The IRS tells us virtually every year how bad traders are. How? They take more losses than gains on their tax returns. It happens almost every single year. And, I only say “almost” because I’m not sure if it’s every year, but I think it is.
As with gambling, the gains are concentrated at the top for frequent traders. And, most of those big gains are due to luck and cheating as much as skill. That’s why I look for only a handful of trades per month. If you’re in more than one or two or maybe three swing trades at a time, that’s too many.

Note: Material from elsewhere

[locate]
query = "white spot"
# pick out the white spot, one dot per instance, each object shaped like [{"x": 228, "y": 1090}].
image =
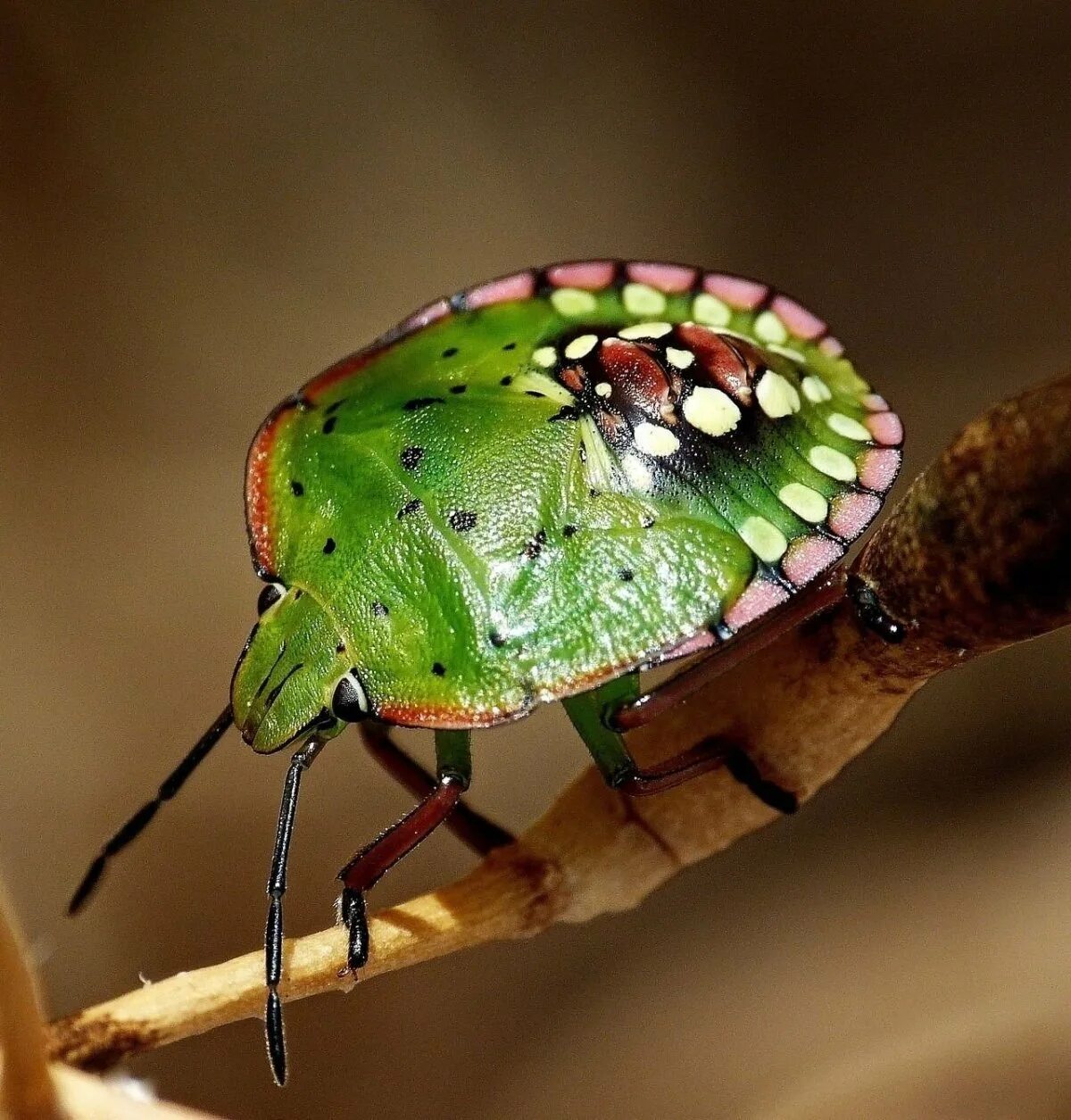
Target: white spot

If you have been doing well trading, ask yourself 2 questions:
- How have I been winning?
- How easy would it be for me to lose?
When you answer those questions honesty you come to one and only one conclusion, be really, really careful. Build a margin of safety into everything.
Don’t get me wrong, there are some swing trades out there. And a bit of momentum to put a tight trailing stop up against, but in general, the market is irrational, so keep your wits about you.
Follow The Rich, Not The Poor
The telltale signs of when the great unwashed poor retail masses have finally jumped on a trade is that they experience a case of acute FOMO (fear of missing out) and buy a stock or fund as institutions and family office rich trickle their shares off to the retail masses. In essence, big rich investors selling to not so rich small investors.
Smart vs Dumb you’ve seen this chart before.

This cycle plays out over and over. Always try to inoculate yourself against FOMO with a dose of FOGYAK (feat of getting your assets kicked). This chart should help.
In the past several years, the relationship of institutions abusing retail has morphed into some institutions abusing retail and other slower moving institutions. This is important for us to know who to watch. Mutual funds and indexes are the slow moving elephants. We can do well trading against those, but we don’t want to try to keep up with the cheaters and supercomputers.
Tomorrow I have a lot to do. Buy the stocks in the webinars and this article. And sell cash-secured puts. I’ll put up a double dose of trades up this weekend for early release on Sunday night after we see how the week closes.
Disclosure: I am/we are long SIRI, LSXMK, KMI, T, LUMN.
P.S. Oh yeah, a bunch of Reddit readers in a chat room bid up some shit stocks (their term not mine) and got away with it because the SEC didn’t care for 4 years. We’ll see how that turns out. Don’t let the game stop.